Bug #53456 ndbd angel does not check for fork() errors
Submitted: 6 May 2010 7:10 Modified: 4 Nov 2010 14:13
Reporter: Hartmut Holzgraefe Email Updates:
Status: Closed Impact on me:
None 
Category:MySQL Cluster: Cluster (NDB) storage engine Severity:S3 (Non-critical)
Version:mysql-5.1-telco-6.3 OS:Any
Assigned to: Magnus Blåudd CPU Architecture:Any
Tags: mysql-cluster-6.3.24 (all cluster)

[6 May 2010 7:10] Hartmut Holzgraefe
Description:
Looking at the angel_run() function in storage/ndb/src/kernel/angel.cc

    274   while (true)
    275   {
    ...
    297     if ((child=fork()) <= 0)
    298       break; // child or error
    ...
    394   }

the only way to leave the while loop without terminating the process
or returning control to angel_run()s caller is a zero or negative
fork() result, zero indicating that the current process is the fork
child and negative values meaning that the fork() failed

After the while(true) loop we have the following checks before the
function returns:
   
    396   if (child >= 0)
    397     g_eventLogger->info("Angel pid: %d ndb pid: %d", getppid(), getpid());
    398   else if (child > 0)
    399     g_eventLogger->info("Ndb pid: %d", getpid());
 
As we are leaving the loop on zero or negative fork() results only
a >0 value of "child" can never happen here. And even if >0 values
were possible the "else if" path would never be entered as any 
value >0 would already be caught by the first "if".

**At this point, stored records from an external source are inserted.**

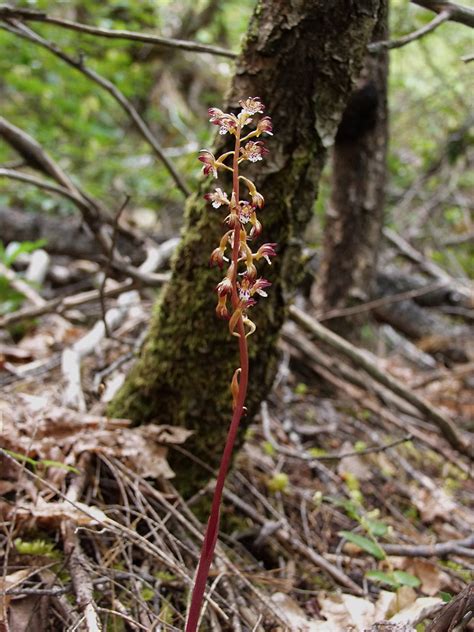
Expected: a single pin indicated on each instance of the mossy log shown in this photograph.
(301, 58)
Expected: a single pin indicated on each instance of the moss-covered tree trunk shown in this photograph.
(301, 59)
(354, 221)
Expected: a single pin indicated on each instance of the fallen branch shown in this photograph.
(288, 537)
(463, 547)
(76, 559)
(305, 456)
(38, 158)
(458, 13)
(30, 15)
(18, 28)
(325, 335)
(429, 267)
(442, 17)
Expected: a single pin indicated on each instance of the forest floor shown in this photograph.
(347, 508)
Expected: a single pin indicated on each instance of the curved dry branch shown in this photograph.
(12, 174)
(442, 17)
(29, 15)
(444, 423)
(458, 13)
(18, 28)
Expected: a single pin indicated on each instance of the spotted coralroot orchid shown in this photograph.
(239, 288)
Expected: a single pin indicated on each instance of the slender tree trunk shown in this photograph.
(354, 221)
(300, 58)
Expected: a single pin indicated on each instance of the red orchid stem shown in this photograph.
(212, 530)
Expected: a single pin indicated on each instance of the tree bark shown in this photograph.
(300, 58)
(354, 220)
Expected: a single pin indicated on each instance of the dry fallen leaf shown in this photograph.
(417, 611)
(346, 612)
(51, 514)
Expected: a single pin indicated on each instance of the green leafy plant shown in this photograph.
(395, 579)
(36, 547)
(237, 291)
(11, 299)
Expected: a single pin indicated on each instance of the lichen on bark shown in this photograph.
(301, 59)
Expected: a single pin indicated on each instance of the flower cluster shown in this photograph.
(241, 283)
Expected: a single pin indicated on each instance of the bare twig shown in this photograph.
(442, 17)
(428, 266)
(288, 537)
(459, 13)
(303, 455)
(463, 547)
(18, 28)
(47, 186)
(380, 302)
(39, 159)
(445, 424)
(77, 563)
(107, 267)
(29, 15)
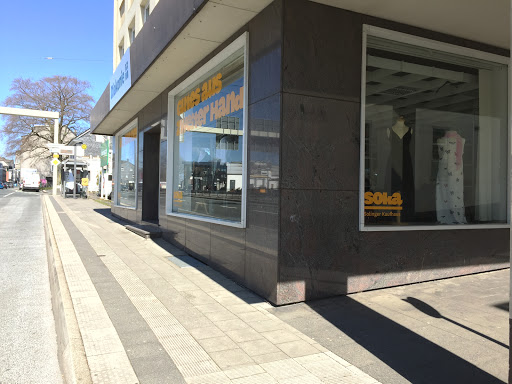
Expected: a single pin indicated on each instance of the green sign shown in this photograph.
(105, 147)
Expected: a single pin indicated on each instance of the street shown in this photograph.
(28, 352)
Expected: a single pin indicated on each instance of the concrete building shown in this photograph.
(315, 148)
(129, 18)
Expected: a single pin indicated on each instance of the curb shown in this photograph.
(71, 352)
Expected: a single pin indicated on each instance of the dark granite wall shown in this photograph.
(322, 253)
(302, 239)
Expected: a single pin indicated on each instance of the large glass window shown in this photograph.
(208, 150)
(126, 169)
(436, 137)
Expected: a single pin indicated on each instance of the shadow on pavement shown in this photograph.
(504, 306)
(108, 214)
(412, 356)
(431, 311)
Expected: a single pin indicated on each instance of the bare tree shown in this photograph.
(29, 135)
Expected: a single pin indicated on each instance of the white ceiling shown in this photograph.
(214, 24)
(485, 21)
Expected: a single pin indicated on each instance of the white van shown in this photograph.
(30, 180)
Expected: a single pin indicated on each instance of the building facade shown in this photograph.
(315, 148)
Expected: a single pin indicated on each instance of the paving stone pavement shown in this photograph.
(146, 319)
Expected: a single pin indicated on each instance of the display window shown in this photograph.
(435, 128)
(207, 148)
(126, 186)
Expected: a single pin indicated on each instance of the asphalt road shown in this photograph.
(28, 346)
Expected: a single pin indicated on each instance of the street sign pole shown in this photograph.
(55, 167)
(74, 172)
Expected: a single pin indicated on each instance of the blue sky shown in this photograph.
(77, 34)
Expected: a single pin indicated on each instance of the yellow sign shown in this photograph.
(208, 89)
(381, 201)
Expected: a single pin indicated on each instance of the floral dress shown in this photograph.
(450, 180)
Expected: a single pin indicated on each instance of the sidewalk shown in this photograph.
(148, 313)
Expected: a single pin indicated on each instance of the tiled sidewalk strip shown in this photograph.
(214, 330)
(106, 356)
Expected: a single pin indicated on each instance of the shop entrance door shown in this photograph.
(151, 174)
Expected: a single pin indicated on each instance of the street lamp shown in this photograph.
(74, 167)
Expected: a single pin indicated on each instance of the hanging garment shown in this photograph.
(450, 180)
(400, 172)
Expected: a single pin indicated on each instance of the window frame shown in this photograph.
(242, 42)
(370, 30)
(133, 124)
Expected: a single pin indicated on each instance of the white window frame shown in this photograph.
(241, 42)
(369, 30)
(118, 136)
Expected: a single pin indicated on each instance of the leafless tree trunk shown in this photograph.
(29, 135)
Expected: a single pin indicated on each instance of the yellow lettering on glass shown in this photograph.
(209, 88)
(381, 200)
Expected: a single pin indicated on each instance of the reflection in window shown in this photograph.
(126, 180)
(435, 137)
(208, 145)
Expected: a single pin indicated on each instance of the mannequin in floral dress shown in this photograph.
(450, 180)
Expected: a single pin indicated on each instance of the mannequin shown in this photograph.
(399, 128)
(400, 168)
(450, 180)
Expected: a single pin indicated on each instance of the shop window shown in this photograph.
(435, 136)
(126, 163)
(208, 147)
(121, 49)
(145, 12)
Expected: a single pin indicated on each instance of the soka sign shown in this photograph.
(121, 80)
(381, 201)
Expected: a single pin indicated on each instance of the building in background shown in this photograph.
(315, 148)
(129, 18)
(7, 172)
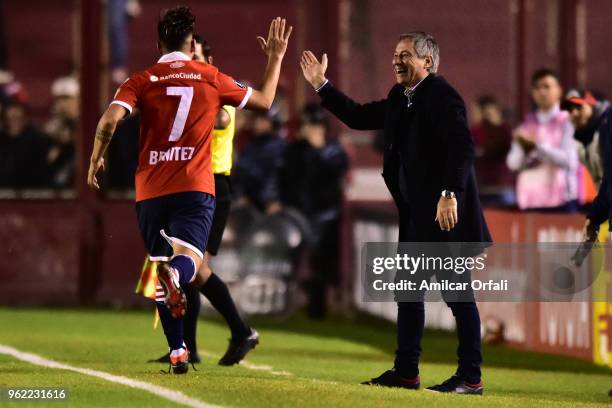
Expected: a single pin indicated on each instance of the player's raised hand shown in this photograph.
(278, 38)
(94, 167)
(313, 70)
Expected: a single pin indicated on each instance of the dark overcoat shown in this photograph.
(427, 148)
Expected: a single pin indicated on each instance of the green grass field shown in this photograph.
(298, 363)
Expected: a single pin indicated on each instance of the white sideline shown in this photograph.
(171, 395)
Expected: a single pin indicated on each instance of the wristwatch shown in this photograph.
(448, 194)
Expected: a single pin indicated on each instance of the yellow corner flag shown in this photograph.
(147, 284)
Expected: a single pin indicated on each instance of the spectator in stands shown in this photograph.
(492, 139)
(23, 150)
(61, 129)
(5, 75)
(311, 181)
(543, 151)
(255, 175)
(119, 13)
(586, 114)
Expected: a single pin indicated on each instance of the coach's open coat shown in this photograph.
(428, 148)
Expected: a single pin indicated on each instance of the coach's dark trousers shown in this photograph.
(411, 315)
(410, 325)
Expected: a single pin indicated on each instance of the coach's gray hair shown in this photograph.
(425, 45)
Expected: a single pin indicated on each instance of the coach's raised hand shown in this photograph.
(276, 44)
(274, 47)
(313, 70)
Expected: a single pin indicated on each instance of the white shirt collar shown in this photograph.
(411, 89)
(174, 56)
(546, 116)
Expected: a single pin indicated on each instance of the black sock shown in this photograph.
(190, 321)
(218, 295)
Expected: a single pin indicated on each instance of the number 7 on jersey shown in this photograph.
(186, 94)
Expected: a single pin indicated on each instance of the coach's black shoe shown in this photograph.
(238, 349)
(458, 386)
(391, 378)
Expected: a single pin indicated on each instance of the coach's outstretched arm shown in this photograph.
(104, 134)
(368, 116)
(274, 47)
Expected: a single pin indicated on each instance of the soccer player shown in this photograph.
(243, 339)
(179, 99)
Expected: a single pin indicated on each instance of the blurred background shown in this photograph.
(61, 61)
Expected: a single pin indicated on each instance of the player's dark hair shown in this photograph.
(174, 26)
(206, 48)
(543, 73)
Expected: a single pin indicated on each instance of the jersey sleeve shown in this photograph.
(232, 92)
(128, 93)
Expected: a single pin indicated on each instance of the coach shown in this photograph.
(428, 168)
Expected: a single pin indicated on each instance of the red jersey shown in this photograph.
(178, 100)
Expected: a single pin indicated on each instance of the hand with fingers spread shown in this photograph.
(313, 70)
(446, 213)
(278, 38)
(94, 167)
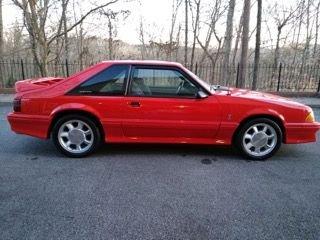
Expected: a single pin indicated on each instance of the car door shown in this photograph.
(103, 94)
(162, 106)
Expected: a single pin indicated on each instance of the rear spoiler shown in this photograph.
(33, 84)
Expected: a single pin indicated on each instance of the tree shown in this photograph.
(257, 48)
(195, 26)
(1, 42)
(317, 32)
(175, 7)
(186, 33)
(35, 17)
(282, 17)
(227, 42)
(244, 43)
(1, 32)
(113, 17)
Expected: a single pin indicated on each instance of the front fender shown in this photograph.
(74, 107)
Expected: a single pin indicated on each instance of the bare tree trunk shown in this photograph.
(301, 7)
(227, 43)
(236, 44)
(257, 49)
(305, 55)
(317, 32)
(186, 34)
(195, 32)
(244, 44)
(1, 45)
(175, 7)
(142, 41)
(110, 38)
(277, 50)
(1, 32)
(64, 4)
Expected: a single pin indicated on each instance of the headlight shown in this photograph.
(310, 117)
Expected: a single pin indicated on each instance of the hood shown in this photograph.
(260, 96)
(35, 84)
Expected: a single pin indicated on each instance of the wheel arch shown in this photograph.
(64, 112)
(274, 118)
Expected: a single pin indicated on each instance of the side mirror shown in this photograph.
(201, 94)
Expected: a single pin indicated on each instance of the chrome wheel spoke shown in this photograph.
(265, 128)
(248, 136)
(259, 139)
(70, 126)
(73, 138)
(80, 125)
(64, 134)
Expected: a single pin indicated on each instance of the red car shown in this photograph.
(155, 102)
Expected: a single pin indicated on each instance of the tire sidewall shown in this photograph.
(246, 126)
(93, 126)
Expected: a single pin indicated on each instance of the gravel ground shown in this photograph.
(156, 192)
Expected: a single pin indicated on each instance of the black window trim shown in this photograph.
(124, 93)
(163, 67)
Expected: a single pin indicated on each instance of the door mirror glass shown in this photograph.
(201, 94)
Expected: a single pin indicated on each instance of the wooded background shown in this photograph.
(267, 45)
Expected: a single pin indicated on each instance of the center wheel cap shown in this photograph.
(76, 136)
(260, 139)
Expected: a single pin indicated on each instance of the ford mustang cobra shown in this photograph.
(155, 102)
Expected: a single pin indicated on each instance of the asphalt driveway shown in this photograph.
(156, 192)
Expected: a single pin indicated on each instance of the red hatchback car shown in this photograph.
(155, 102)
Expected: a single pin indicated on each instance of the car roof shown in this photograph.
(144, 62)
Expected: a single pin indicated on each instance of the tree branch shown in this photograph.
(52, 38)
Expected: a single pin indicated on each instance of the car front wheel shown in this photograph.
(259, 139)
(76, 135)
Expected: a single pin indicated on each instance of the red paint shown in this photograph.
(212, 120)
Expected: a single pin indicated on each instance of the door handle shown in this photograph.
(134, 104)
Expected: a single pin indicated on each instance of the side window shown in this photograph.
(110, 82)
(161, 83)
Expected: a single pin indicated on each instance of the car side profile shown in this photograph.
(155, 102)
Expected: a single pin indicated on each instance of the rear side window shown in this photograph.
(110, 82)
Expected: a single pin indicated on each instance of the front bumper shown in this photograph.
(301, 132)
(33, 125)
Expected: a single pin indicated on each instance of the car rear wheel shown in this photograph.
(76, 135)
(259, 139)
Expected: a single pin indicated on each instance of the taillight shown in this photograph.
(17, 104)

Negative error code values are never checked for, so if the fork()
of a new worker process fails the angel process either just dies
silently or transforms itself from angel to worker so that there
is no active angel anymore and any further node failure will then
no longer lead to a restart even with StopOnError=false

How to repeat:
see code in src/kernel/angel.cc

Suggested fix:
- fix fork() return value checking logic
- check for and handle negative fork() result values
  - log failed fork() attempts and the error code returned
  - e.g. take failed fork() as failed startup and retry,
    maybe after short delay, and count failed fork()
    attempts in failed_startups, or add a separate 
    counter for these
[10 May 2010 18:08] Magnus Blåudd
Will implement a retry_fork function that will retry the fork 10 times with 1 second interval before gving up. The retries as well as the final give up will be logged to stdout.
[11 May 2010 6:42] Bugs System
A patch for this bug has been committed. After review, it may
be pushed to the relevant source trees for release in the next
version. You can access the patch from:

  http://lists.mysql.com/commits/107912
[31 Aug 2010 6:03] Jonas Oreland
is this pushed ?
[3 Nov 2010 11:36] Bugs System
A patch for this bug has been committed. After review, it may
be pushed to the relevant source trees for release in the next
version. You can access the patch from:

  http://lists.mysql.com/commits/122644

3922 Magnus Blåudd	2010-11-03 [merge]
      Bug#53456 ndbd angel does not check for fork() errors
       - updated for 7.0+
[3 Nov 2010 11:48] Bugs System
Pushed into mysql-5.1-telco-6.3 5.1.51-ndb-6.3.39 (revid:magnus.blaudd@sun.com-20101103110050-28u6qhfgytvb39ur) (version source revid:magnus.blaudd@sun.com-20101103110050-28u6qhfgytvb39ur) (merge vers: 5.1.51-ndb-6.3.39) (pib:21)
[3 Nov 2010 11:48] Bugs System
Pushed into mysql-5.1-telco-7.0 5.1.51-ndb-7.0.20 (revid:magnus.blaudd@sun.com-20101103113445-vukzn3vw89ioqfo8) (version source revid:magnus.blaudd@sun.com-20101103113445-vukzn3vw89ioqfo8) (merge vers: 5.1.51-ndb-7.0.20) (pib:21)
[3 Nov 2010 11:50] Magnus Blåudd
Pushed to 6.3.39, 7.0.20 and 7.1.9
[4 Nov 2010 14:13] Jon Stephens
Documented bugfix in the NDB-6.3.39, 7.0.20, and 7.1.9 changelogs, as follows:

        When a data node angel process failed to fork off a new worker
        process (to replace one that had failed), the failure was not
        handled. This meant that the angel process either transformed
        itself into a worker process, or itself failed. In the first
        case, the data node continued to run, but there was no longer
        any angel to restart it in the event of failure, even with
        StopOnError set to 0.

Closed.